Students say their professors have also played a significant role in restructuring courses. For example, last year’s freshmen in mechanical engineering were introduced to computer-aided design, while seniors who started at the Delhi campus weren’t.
“The faculty here are much younger than Delhi’s, and they are ready to experiment,” says Ishan Chhabra, a third-year computer-science student. “They are ready with bleeding-edge research, and they take it and expose undergraduates to it. In an older institute, only Ph.D. students would be introduced to it.”
Ropar’s facilities are still housed at a temporary campus, the former premises of a women’s polytechnic college. And being in a small town, employees lack access to not just the amenities of the West but also those of big Indian cities.
Life here is far from easy for academics used to living overseas. There are no huge supermarkets, no good restaurants or bars to socialize in, buffaloes run rampant near the canal that is next to the campus, and the nearest small city is two hours away.
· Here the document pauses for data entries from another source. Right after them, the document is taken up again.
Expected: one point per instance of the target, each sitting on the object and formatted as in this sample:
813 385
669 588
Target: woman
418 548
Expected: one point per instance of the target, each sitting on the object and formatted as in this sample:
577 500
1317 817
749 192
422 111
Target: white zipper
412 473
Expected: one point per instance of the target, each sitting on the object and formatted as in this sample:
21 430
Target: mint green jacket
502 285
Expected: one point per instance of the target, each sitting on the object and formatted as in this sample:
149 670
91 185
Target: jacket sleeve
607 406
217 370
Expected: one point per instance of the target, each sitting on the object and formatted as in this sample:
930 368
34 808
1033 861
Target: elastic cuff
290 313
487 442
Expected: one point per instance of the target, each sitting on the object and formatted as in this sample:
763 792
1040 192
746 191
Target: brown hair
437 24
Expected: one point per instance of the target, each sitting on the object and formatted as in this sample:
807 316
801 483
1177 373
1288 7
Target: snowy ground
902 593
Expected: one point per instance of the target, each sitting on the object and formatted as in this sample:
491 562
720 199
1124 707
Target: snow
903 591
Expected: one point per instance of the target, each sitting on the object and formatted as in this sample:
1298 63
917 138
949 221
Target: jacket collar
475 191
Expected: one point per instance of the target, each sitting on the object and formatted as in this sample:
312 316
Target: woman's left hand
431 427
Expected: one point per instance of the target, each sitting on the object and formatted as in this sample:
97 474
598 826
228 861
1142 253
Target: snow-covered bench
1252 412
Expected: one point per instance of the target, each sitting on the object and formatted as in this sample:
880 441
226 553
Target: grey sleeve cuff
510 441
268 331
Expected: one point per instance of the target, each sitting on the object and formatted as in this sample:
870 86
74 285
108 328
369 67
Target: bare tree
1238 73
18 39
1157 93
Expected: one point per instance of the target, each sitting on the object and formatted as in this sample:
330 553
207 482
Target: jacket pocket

The narrow potholed road leading to the campus seems like a road to nowhere.
“Everybody would be lying if they say we aren’t complaining every day of the week about something or the other, but to catch someplace which is absolutely new is a totally different experience,” says Anu Vaidyanathan, 30, a visiting faculty member in the computer-science department. “All of us appreciate that we don’t have anybody that’s pulling us up every day saying, ‘Do this, don’t do that.’”
Ropar’s culture “of actually listening to the younger faculty” members also matters a lot for Mr. Gupta. who has received approval to set up an interdisciplinary high-performance-computer laboratory for joint projects among physics, mathematics, materials-science, and mechanical-engineering professors.
While things look rosy now, the issue of faculty retention already looms large on the minds of top officials. The best way to overcome that challenge might come from the young professors themselves, who are raring to make Ropar a contender.
“I think once we establish ourselves,” says Ms. Vaidyanathan, “Ropar will be a better choice than the other IIT’s.”